So in my endevours to do at least 10 minutes of programming a day, I have been playing around more with XNA. In the past few days I have run into a few things worth nothing.
For the longest time I couldn’t get my model to properly load or display. All the code would compile fine, but would throw an exception saying that it couldn’t find the model. I knew that I had properly added it to the project, so I knew that wasn’t an issue. What it turned out to be was when I was using the content manager to load it, I had something like “content\\models\\dude.fbx” when what I needed was “content\\models\dude”. I thought it was pretty weird that I didn’t need the file extension on it.
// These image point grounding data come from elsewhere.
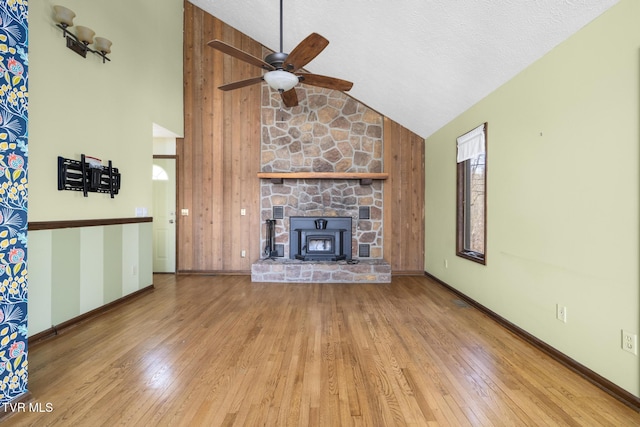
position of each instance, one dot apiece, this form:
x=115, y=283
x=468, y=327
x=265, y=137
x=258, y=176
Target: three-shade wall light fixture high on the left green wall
x=80, y=41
Weird, eh?
The other thing that I am playing around with right now is drawing a grid and one of those little things that points along the three axis so that you can tell how things are oriented. I figured it wouldn’t be that challenging to draw a few simple lines, but to get exactly what I want has been… interesting. I have been learning lots about how to draw simple primitives.
Something I really would like to learn how to do is write my own shaders. There is a particular technique that I want to try out. On the first rendering pass you do standard lighting on everything in your scene. Then, you create a cube map from the position of the main character (or object of focus). The cube map doesn’t have to be very big at all – in fact, the smaller the better (I am thinking a 64 or 32 pixel cube map would work fine – where each face is 64×64 or 32×32 pixels). Take that cube map, and blur it until no detail is left (perhaps a 4x vertical and a 4x horizontal blur), then apply it to the main character. It should give a very nice lighting effect if done properly – complete with radiosity! It might be necessary to compine it with a regularly lit model, but considering how fast it is to render cube maps on new hardware, it’s a moot issue.
You can read about it here. That’s where I first came across the technique. For more information, try googling for “cube map lighting” (in quotes). It looks like a variation of the technique was used in the “Dawn” NVidia demo, as mentioned in this paper.
I really do think this looks good, and is very underused. I mean, who doesn’t like free radiosity?!